On a related point, the new FCC’s abandonment of net-neutrality means that we have a pressing need to avoid Cournot-style oligopolies in our markets for producing and distributing media content. We must have a profusion of content producers and content distributors, not a mere handful of either, much less a mere handful that are vertically integrated on pain of perishing from the field altogether.
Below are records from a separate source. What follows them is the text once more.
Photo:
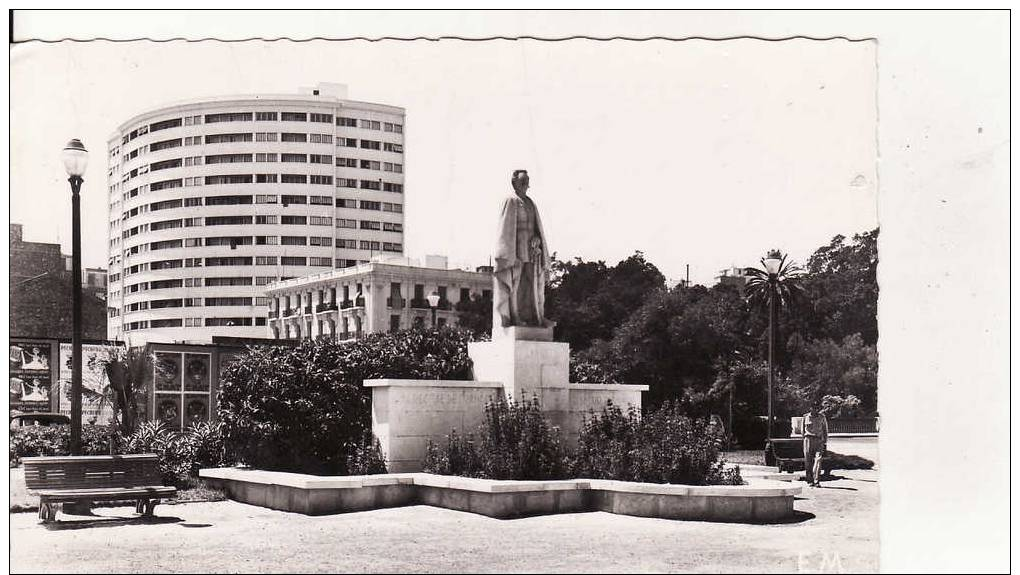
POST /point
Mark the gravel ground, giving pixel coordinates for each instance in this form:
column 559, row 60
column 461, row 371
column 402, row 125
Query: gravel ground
column 836, row 522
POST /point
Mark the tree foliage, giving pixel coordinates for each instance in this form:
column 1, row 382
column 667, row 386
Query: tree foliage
column 589, row 300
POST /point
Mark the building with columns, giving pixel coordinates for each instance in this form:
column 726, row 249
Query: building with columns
column 212, row 200
column 386, row 294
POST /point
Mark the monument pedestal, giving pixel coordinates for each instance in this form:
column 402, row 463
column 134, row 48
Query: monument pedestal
column 528, row 364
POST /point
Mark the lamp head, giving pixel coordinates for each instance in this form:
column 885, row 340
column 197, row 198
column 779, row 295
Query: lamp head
column 772, row 262
column 75, row 158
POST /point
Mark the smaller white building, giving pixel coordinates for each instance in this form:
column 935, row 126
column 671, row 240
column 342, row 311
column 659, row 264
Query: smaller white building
column 387, row 294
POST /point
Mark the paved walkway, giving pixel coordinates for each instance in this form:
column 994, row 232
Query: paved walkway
column 839, row 522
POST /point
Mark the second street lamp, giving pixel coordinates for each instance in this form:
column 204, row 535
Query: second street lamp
column 772, row 264
column 434, row 300
column 75, row 158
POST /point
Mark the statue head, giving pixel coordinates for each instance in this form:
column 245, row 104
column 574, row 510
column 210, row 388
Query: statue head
column 520, row 181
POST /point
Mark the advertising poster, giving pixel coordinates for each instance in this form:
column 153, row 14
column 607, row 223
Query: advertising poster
column 30, row 376
column 94, row 382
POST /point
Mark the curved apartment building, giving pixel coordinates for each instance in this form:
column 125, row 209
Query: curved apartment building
column 212, row 200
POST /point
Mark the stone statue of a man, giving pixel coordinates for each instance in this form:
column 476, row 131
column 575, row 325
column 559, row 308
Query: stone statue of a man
column 521, row 261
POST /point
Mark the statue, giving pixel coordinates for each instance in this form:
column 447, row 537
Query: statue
column 521, row 261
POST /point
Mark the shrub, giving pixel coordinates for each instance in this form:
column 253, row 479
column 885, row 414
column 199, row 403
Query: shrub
column 38, row 440
column 662, row 447
column 515, row 441
column 303, row 409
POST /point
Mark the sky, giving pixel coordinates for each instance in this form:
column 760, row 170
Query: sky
column 697, row 153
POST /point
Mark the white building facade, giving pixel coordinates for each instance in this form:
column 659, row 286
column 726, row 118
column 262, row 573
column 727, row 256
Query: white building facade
column 383, row 295
column 213, row 200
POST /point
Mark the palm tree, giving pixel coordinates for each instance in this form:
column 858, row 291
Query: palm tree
column 776, row 284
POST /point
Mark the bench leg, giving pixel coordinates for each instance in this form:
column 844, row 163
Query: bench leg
column 48, row 512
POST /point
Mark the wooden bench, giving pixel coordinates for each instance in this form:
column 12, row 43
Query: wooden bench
column 68, row 479
column 787, row 455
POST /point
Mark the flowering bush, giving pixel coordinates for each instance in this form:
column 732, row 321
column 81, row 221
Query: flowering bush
column 303, row 409
column 515, row 441
column 662, row 447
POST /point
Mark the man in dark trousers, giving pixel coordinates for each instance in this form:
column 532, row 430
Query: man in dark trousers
column 815, row 440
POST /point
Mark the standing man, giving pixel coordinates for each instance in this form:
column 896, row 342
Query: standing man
column 521, row 260
column 815, row 441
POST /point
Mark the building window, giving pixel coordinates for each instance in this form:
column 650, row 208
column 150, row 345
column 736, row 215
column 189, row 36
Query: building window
column 226, row 179
column 228, row 116
column 226, row 200
column 227, row 138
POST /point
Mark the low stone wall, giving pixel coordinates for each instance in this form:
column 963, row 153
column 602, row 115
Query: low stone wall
column 758, row 502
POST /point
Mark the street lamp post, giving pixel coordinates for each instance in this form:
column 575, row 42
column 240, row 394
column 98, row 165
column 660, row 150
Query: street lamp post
column 75, row 158
column 772, row 264
column 434, row 300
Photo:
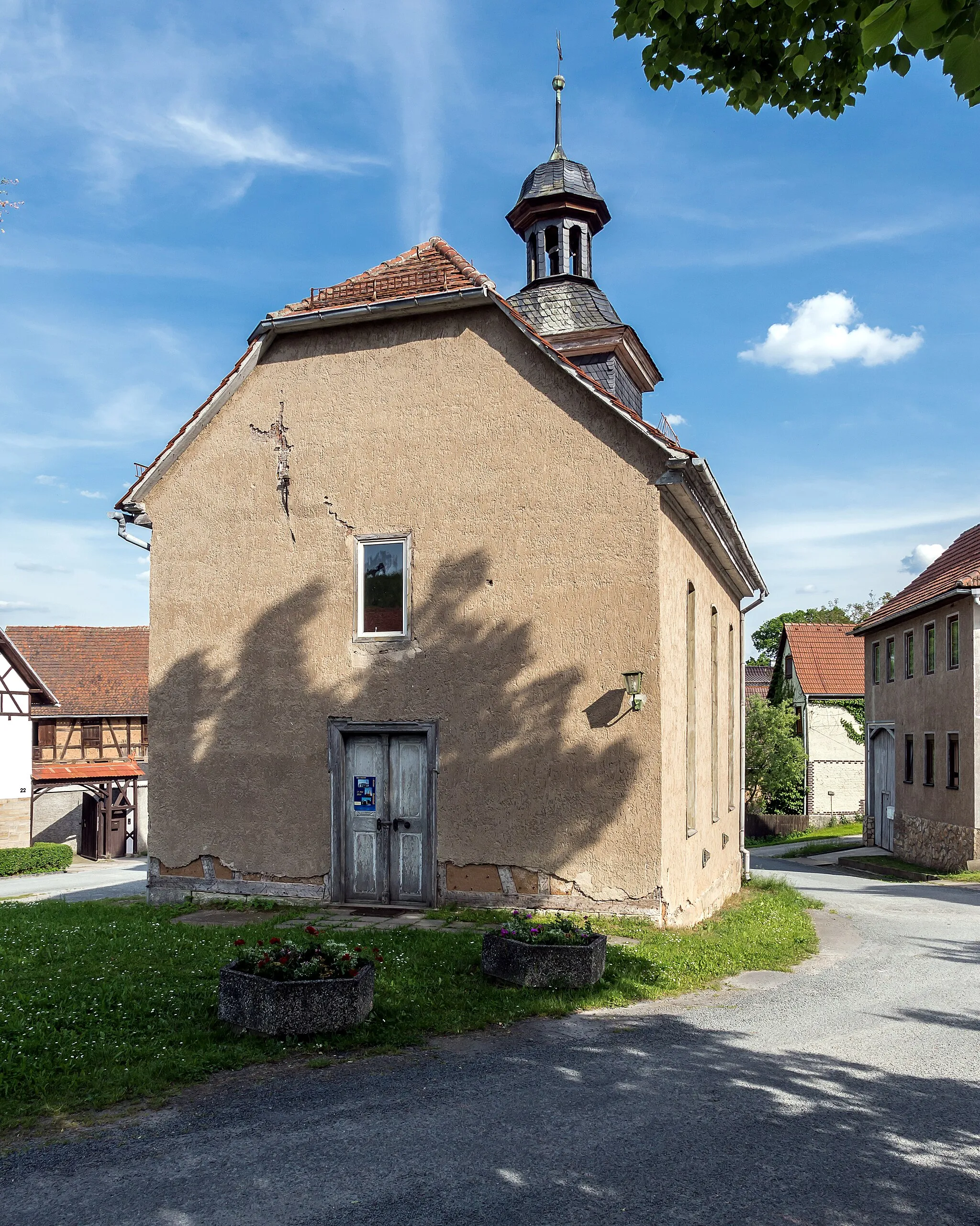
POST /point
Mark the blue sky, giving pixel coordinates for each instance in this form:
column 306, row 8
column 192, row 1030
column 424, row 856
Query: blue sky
column 187, row 168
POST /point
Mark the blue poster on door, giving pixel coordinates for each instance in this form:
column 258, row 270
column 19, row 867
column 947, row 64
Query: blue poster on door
column 365, row 793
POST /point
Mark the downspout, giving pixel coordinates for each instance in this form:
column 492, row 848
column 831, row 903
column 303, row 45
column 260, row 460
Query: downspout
column 122, row 520
column 743, row 852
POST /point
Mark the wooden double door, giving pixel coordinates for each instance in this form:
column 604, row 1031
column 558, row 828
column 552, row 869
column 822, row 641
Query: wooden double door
column 388, row 818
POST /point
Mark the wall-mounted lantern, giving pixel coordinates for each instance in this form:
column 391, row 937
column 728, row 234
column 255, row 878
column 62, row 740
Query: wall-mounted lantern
column 633, row 683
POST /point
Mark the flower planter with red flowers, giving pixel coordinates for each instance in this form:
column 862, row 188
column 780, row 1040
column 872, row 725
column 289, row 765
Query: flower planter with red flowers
column 280, row 989
column 554, row 954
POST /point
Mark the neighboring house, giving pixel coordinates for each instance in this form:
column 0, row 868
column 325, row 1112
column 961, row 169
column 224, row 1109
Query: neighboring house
column 20, row 688
column 758, row 680
column 920, row 705
column 86, row 756
column 403, row 558
column 824, row 666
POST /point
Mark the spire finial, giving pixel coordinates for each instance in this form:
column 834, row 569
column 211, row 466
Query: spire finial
column 558, row 84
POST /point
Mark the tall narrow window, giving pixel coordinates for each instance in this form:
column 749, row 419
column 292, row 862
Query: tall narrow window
column 692, row 738
column 714, row 714
column 380, row 588
column 574, row 252
column 929, row 773
column 952, row 759
column 552, row 252
column 734, row 708
column 952, row 643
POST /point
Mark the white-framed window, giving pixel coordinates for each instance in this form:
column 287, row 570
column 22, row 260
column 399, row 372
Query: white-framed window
column 383, row 588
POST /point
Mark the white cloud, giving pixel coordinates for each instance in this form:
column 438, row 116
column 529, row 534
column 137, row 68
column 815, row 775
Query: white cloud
column 820, row 336
column 923, row 556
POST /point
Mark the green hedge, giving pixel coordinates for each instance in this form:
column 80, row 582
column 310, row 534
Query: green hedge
column 40, row 858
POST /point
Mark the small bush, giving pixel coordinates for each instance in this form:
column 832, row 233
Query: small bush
column 40, row 858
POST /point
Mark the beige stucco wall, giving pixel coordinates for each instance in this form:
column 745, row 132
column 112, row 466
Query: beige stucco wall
column 939, row 703
column 537, row 547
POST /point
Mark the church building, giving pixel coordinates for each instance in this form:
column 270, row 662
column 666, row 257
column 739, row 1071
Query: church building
column 436, row 613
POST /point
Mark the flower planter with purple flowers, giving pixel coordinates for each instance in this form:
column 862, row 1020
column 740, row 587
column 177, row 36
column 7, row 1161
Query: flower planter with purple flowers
column 544, row 956
column 281, row 989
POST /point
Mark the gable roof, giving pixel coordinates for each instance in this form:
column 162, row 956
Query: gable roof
column 40, row 692
column 955, row 572
column 92, row 670
column 827, row 659
column 434, row 278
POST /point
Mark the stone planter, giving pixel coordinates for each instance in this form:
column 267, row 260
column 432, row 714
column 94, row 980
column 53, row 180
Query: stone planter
column 544, row 967
column 299, row 1007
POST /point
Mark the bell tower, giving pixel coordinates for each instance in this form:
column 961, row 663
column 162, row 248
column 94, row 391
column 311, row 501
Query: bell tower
column 557, row 215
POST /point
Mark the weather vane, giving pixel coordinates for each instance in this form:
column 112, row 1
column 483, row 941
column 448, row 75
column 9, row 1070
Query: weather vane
column 558, row 84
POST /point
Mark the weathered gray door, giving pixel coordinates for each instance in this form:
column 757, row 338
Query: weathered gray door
column 387, row 814
column 882, row 779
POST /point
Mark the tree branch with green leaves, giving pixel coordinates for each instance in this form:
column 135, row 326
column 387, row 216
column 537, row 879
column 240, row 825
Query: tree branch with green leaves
column 811, row 56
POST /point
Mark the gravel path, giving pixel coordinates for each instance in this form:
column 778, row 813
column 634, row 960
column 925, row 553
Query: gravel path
column 844, row 1094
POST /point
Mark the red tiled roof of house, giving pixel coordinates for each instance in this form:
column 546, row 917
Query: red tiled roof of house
column 58, row 773
column 432, row 267
column 957, row 568
column 758, row 679
column 827, row 659
column 92, row 670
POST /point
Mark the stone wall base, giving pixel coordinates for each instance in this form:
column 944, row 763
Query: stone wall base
column 935, row 844
column 15, row 822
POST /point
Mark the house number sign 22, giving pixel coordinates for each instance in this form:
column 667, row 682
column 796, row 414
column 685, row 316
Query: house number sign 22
column 365, row 793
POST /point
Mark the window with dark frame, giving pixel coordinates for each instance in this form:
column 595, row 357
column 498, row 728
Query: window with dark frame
column 382, row 606
column 952, row 759
column 952, row 642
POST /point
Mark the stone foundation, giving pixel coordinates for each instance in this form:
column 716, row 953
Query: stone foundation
column 15, row 823
column 935, row 844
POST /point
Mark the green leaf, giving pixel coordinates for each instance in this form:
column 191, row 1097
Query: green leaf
column 961, row 62
column 925, row 20
column 882, row 25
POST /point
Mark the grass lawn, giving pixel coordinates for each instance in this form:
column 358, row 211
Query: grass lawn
column 105, row 1002
column 844, row 828
column 882, row 865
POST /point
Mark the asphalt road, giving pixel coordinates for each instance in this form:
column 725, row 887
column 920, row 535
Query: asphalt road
column 83, row 880
column 846, row 1093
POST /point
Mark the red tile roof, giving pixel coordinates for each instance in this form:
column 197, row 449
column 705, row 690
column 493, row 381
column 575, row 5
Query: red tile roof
column 957, row 568
column 432, row 267
column 53, row 774
column 827, row 659
column 92, row 670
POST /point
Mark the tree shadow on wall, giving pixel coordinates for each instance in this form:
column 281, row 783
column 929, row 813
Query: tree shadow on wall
column 241, row 760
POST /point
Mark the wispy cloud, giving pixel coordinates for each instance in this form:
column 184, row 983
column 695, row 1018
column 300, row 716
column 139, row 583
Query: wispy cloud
column 821, row 336
column 923, row 556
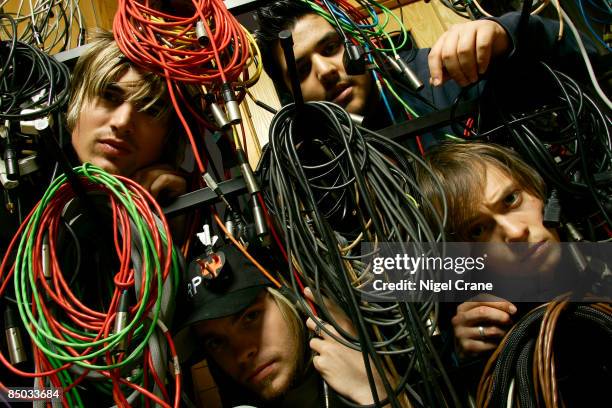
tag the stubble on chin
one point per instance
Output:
(268, 392)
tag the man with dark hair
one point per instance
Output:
(459, 58)
(256, 341)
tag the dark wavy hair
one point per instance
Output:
(460, 168)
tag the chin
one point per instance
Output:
(275, 387)
(273, 390)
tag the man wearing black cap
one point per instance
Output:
(256, 343)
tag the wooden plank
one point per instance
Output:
(447, 16)
(264, 91)
(422, 21)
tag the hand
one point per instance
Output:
(465, 50)
(341, 367)
(161, 181)
(494, 317)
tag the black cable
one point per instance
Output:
(326, 192)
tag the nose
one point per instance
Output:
(325, 69)
(512, 229)
(122, 117)
(245, 350)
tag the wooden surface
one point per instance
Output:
(95, 13)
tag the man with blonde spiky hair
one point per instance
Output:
(122, 120)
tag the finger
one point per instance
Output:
(434, 60)
(316, 344)
(451, 60)
(311, 324)
(466, 55)
(470, 332)
(484, 44)
(482, 315)
(144, 179)
(502, 305)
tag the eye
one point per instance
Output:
(479, 231)
(154, 110)
(303, 70)
(331, 48)
(513, 199)
(251, 316)
(112, 97)
(213, 344)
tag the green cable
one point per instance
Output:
(23, 267)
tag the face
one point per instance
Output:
(256, 347)
(510, 221)
(113, 134)
(318, 53)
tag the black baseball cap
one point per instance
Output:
(221, 284)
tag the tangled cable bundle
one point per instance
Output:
(330, 188)
(380, 53)
(524, 368)
(368, 29)
(208, 48)
(48, 24)
(474, 10)
(29, 79)
(77, 340)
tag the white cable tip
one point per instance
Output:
(206, 234)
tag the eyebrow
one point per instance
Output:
(233, 320)
(332, 34)
(497, 199)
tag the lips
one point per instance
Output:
(535, 250)
(115, 147)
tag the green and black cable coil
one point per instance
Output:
(528, 365)
(564, 133)
(332, 186)
(34, 89)
(49, 25)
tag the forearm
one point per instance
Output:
(542, 42)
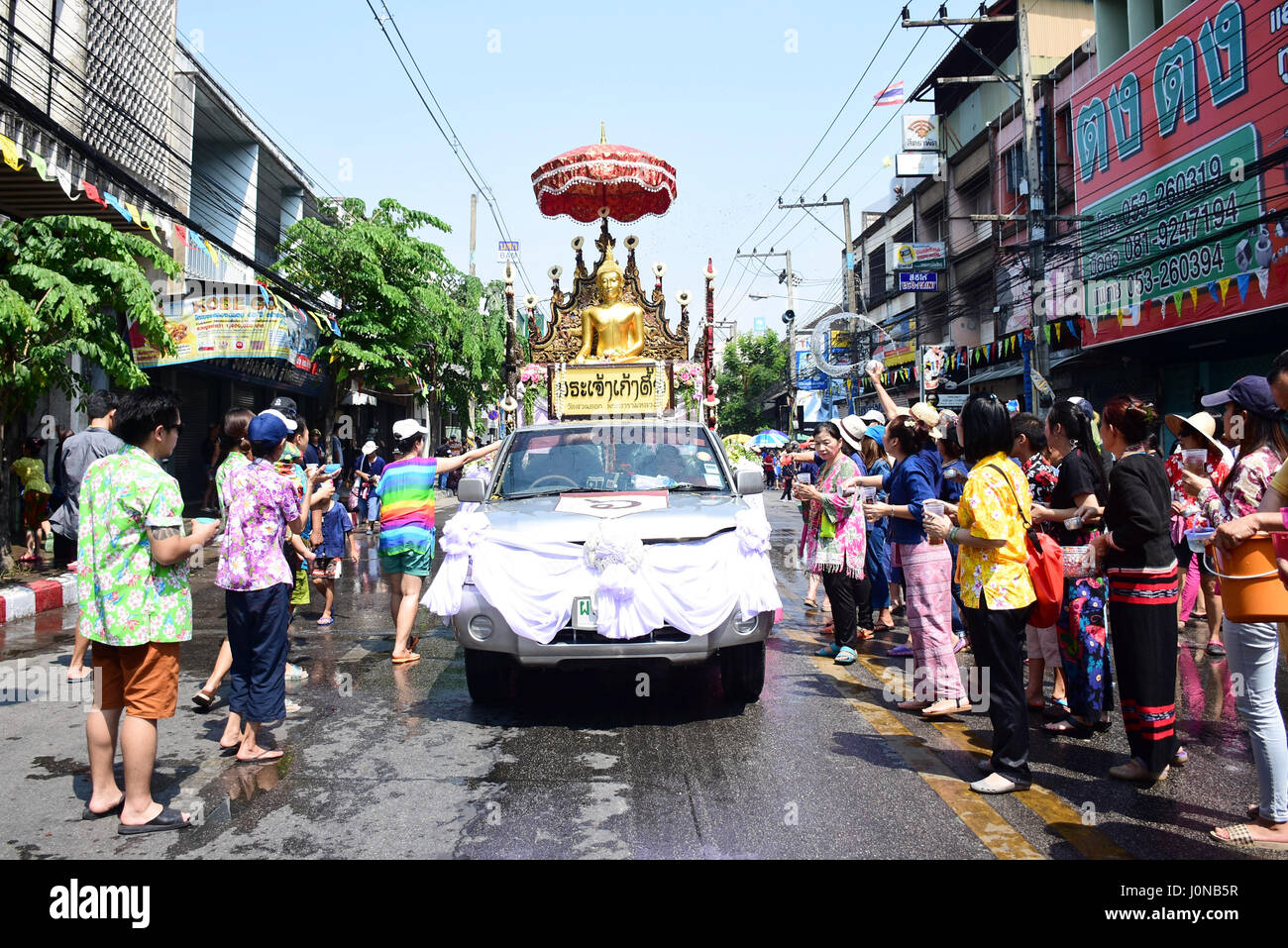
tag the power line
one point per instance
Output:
(452, 142)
It was not so long ago, only in 2014, that the DOJ successfully opposed the disquieting proposed merger of Comcast and Time-Warner, which threatened to establish effectual dual-entry barriers. (The Comcast/Time-Warner merger also contemplated a massive horizontal merger of the nation’s two largest providers of cable television and broadband, but since then Time-Warner has sold its cable business.) At the time, the deal seemed unthinkable because it threatened to bestow too much power over media content and distribution in the hands of one corporation. AT&T’s union with the current Time-Warner, although essentially a vertical merger, should raise even greater concerns along the same lines because net-neutrality is under assault: the nation needs to go in the very opposite direction, with a greater variety of producers and distributors of content that face far too much competition to dominate any market.

Lastly, some news reports have suggested that the DOJ will permit AT&T to acquire Time-Warner so long as the latter divests itself of CNN — a proviso that possibly suggests some sort of political payback intended to mollify President Trump’s well-documented antipathy to CNN. If so, then all of us are in greater danger than that posed by a mere oppressive oligopoly of media producers and distributors. I will presume, however, that it is is not the case, and that the DOJ is concerned only with traditional antitrust concerns. Applying these concerns to the proposed merger means that it should not be permitted on any terms: a merger of AT&T and Time-Warner should be blocked, not tinkered with at the edges. If it goes through, state attorneys general should sue to break it up.